Ne è nata una serie numerosa di occasioni di incontro (accomunate appunto sotto la sigla “grandecomeunacittà”) che da mesi attraversano il Municipio e che hanno coinvolto persone, risorse e competenze. Da Luca Serianni a Franco Lorenzoni, da Luigi Manconi a Elena Cattaneo, da Giancarlo De Cataldo a Alessandro Portelli, da Miguel Benassayag a John Lansdale, da Valerio Mastandrea a Diego Bianchi, tanti sono i nomi che hanno animato incontri grandi e piccoli e che hanno coinvolto luoghi anomali del Municipio: d’estate il tetto del parcheggio di una stazione della metropolitana o i cortili della case popolari del Tufello, di inverno l’aula magna di un liceo, un tendone da circo di un’associazione culturale, i capannoni del Poligrafico dello Stato. Un modo inedito e sorprendente per uscire dall’isolamento individuale e contrastare la desertificazione sociale e culturale costruendo opportunità di incontro, di scambio e approfondimento che hanno registrato un grande (e forse inatteso) interesse da parte dei cittadini.

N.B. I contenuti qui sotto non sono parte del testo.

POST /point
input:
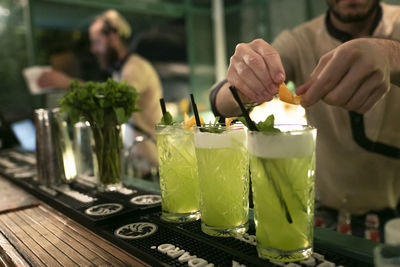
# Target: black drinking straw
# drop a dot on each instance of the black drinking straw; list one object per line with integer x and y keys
{"x": 253, "y": 127}
{"x": 196, "y": 112}
{"x": 162, "y": 104}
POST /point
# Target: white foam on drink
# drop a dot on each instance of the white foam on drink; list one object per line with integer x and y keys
{"x": 282, "y": 145}
{"x": 232, "y": 138}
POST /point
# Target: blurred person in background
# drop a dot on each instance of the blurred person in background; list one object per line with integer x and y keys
{"x": 346, "y": 63}
{"x": 109, "y": 34}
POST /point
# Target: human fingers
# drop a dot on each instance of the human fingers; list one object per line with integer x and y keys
{"x": 242, "y": 76}
{"x": 235, "y": 80}
{"x": 326, "y": 78}
{"x": 256, "y": 63}
{"x": 272, "y": 60}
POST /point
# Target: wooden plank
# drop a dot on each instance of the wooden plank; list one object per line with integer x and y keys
{"x": 105, "y": 247}
{"x": 56, "y": 240}
{"x": 9, "y": 255}
{"x": 29, "y": 243}
{"x": 68, "y": 236}
{"x": 14, "y": 198}
{"x": 52, "y": 250}
{"x": 63, "y": 252}
{"x": 94, "y": 244}
{"x": 20, "y": 246}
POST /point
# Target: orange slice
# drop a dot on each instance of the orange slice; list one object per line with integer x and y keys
{"x": 228, "y": 121}
{"x": 190, "y": 122}
{"x": 286, "y": 96}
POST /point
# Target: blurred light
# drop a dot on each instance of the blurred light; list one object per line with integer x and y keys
{"x": 283, "y": 113}
{"x": 4, "y": 11}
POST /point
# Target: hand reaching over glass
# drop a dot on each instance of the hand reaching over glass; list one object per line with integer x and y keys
{"x": 355, "y": 75}
{"x": 256, "y": 70}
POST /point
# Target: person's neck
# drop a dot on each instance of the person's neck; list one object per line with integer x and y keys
{"x": 356, "y": 29}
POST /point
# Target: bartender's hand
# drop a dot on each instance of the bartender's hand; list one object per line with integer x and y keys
{"x": 355, "y": 76}
{"x": 55, "y": 79}
{"x": 256, "y": 70}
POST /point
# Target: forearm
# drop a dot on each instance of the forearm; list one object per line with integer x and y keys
{"x": 394, "y": 58}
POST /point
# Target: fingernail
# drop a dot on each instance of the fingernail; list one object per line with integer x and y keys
{"x": 280, "y": 77}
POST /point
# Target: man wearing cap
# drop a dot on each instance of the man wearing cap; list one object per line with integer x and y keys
{"x": 109, "y": 34}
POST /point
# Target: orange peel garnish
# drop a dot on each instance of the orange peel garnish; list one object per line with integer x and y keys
{"x": 286, "y": 96}
{"x": 188, "y": 123}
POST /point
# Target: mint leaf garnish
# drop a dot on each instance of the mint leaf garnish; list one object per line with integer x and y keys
{"x": 213, "y": 127}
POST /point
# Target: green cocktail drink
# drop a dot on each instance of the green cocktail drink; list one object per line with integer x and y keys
{"x": 178, "y": 173}
{"x": 282, "y": 169}
{"x": 223, "y": 165}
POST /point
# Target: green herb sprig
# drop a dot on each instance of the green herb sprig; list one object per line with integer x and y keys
{"x": 213, "y": 127}
{"x": 105, "y": 105}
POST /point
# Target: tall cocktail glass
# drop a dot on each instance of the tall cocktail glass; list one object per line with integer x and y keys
{"x": 223, "y": 165}
{"x": 282, "y": 169}
{"x": 178, "y": 173}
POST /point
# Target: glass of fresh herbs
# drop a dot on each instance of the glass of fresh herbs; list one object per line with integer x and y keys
{"x": 105, "y": 105}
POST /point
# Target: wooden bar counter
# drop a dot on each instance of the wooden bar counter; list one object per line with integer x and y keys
{"x": 34, "y": 234}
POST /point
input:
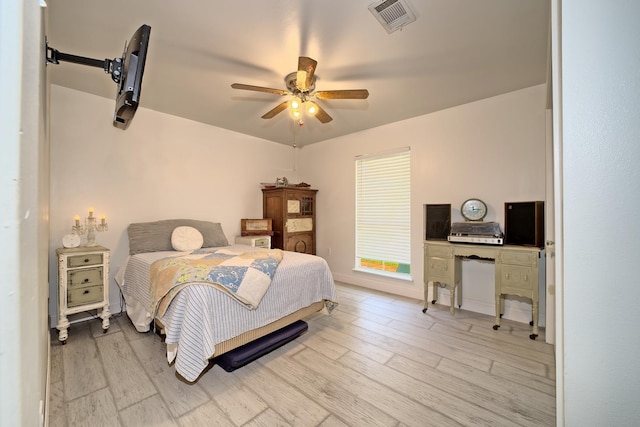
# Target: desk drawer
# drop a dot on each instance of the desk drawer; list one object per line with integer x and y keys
{"x": 518, "y": 280}
{"x": 85, "y": 277}
{"x": 84, "y": 296}
{"x": 440, "y": 251}
{"x": 519, "y": 257}
{"x": 87, "y": 259}
{"x": 439, "y": 268}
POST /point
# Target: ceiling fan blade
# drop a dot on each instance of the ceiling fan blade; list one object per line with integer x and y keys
{"x": 323, "y": 116}
{"x": 277, "y": 109}
{"x": 306, "y": 70}
{"x": 259, "y": 89}
{"x": 343, "y": 94}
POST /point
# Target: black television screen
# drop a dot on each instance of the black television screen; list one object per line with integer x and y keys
{"x": 131, "y": 72}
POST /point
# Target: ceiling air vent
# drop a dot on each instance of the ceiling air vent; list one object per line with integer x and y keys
{"x": 392, "y": 14}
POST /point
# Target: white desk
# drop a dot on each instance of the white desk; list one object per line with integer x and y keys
{"x": 518, "y": 271}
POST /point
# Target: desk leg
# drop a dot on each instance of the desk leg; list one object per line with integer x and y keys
{"x": 498, "y": 311}
{"x": 435, "y": 291}
{"x": 426, "y": 297}
{"x": 534, "y": 308}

Infine, per venire ad un tema più vicino all’oggetto di questa rivista, vale la pena fare riferimento al tema della “città incompiuta”. Il Municipio Terzo di Roma solo 100 anni fa, prima della realizzazione del quartiere “Città Giardino” di Montesacro, era sostanzialmente un pezzo di agro romano. Già nel dopoguerra aveva superato la soglia dei 40mila abitanti e, grazie ad una spinta espansiva dirompente negli anni ’60 e ’70, al Censimento 1981 aveva raggiunto la consistenza demografica attuale (200mila abitanti). Da allora, se il numero di abitanti è rimasto pressoché invariato, i processi di urbanizzazione sono stati invece rilevantissimi: mentre la densità abitativa dei quartieri della periferia storica (Montesacro, Val Padana, Tufello, Valmelaina ma anche Nuovo Salario e Talenti) si sgonfiava, una nuova periferia esterna è sorta dentro e a cavallo del Gra, da Porta di Roma a Casal Boccone.

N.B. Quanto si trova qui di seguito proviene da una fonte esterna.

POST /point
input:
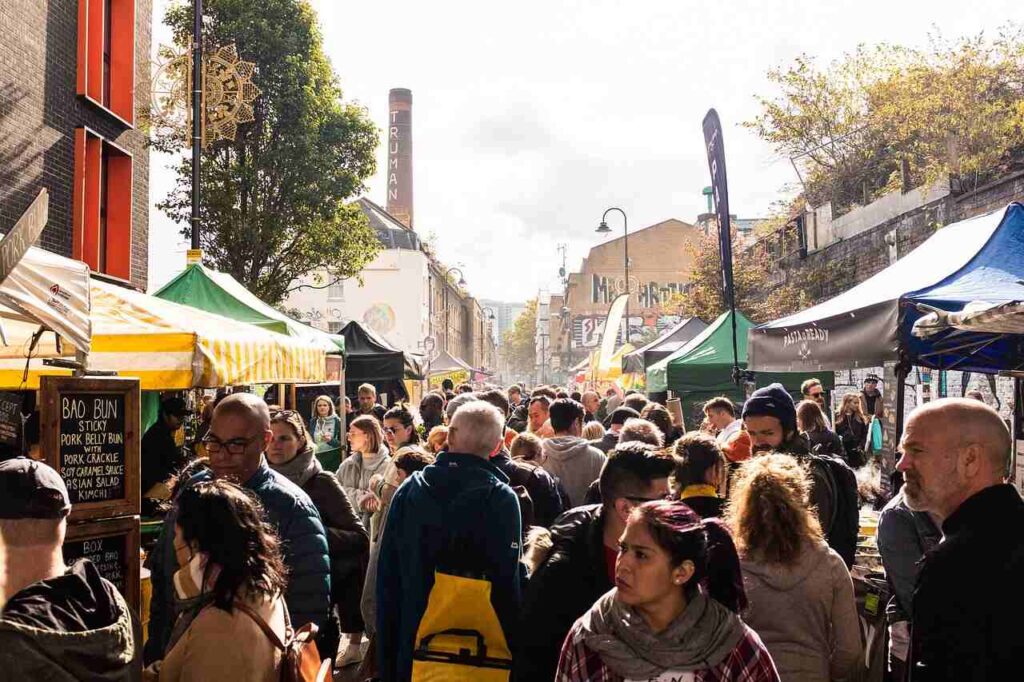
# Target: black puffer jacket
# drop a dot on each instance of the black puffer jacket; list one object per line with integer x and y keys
{"x": 541, "y": 485}
{"x": 562, "y": 589}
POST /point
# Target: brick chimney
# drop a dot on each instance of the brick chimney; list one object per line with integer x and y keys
{"x": 399, "y": 156}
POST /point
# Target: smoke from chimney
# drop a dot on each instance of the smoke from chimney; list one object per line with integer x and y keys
{"x": 399, "y": 156}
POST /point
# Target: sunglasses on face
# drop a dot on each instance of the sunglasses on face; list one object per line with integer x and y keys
{"x": 233, "y": 446}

Una nuova città costruita in gran parte, anche per quanto riguarda le infrastrutture ed i servizi pubblici, dall’intervento privato in base alle convenzioni urbanistiche, ma che è ancora in molte parti, incompleta. Un ambito di lavoro importante e fondamentale che impegna il Municipio è quindi quello che riguarda il riesame delle convenzioni urbanistiche, la ricostruzione del quadro degli obblighi e delle opere da realizzare, per arrivare a completare servizi e infrastrutture previsti nei programmi rivedendone, se è il caso, gli impegni per adeguare gli obblighi dei privati alle nuove domande dei quartieri e garantire il funzionamento e il buono stato manutentivo di quelli già realizzati.
Naturalmente molti altri temi potrebbero essere citati, ma non è questa la sede, per illustrare il tentativo in corso, che in sostanza mira a costruire, come abbiamo detto tante volte in campagna elettorale, un laboratorio di un nuovo modo di governare la città che sia capace di “rieducare alla speranza” in una Roma che appare spesso, purtroppo, sfiduciata e scoraggiata.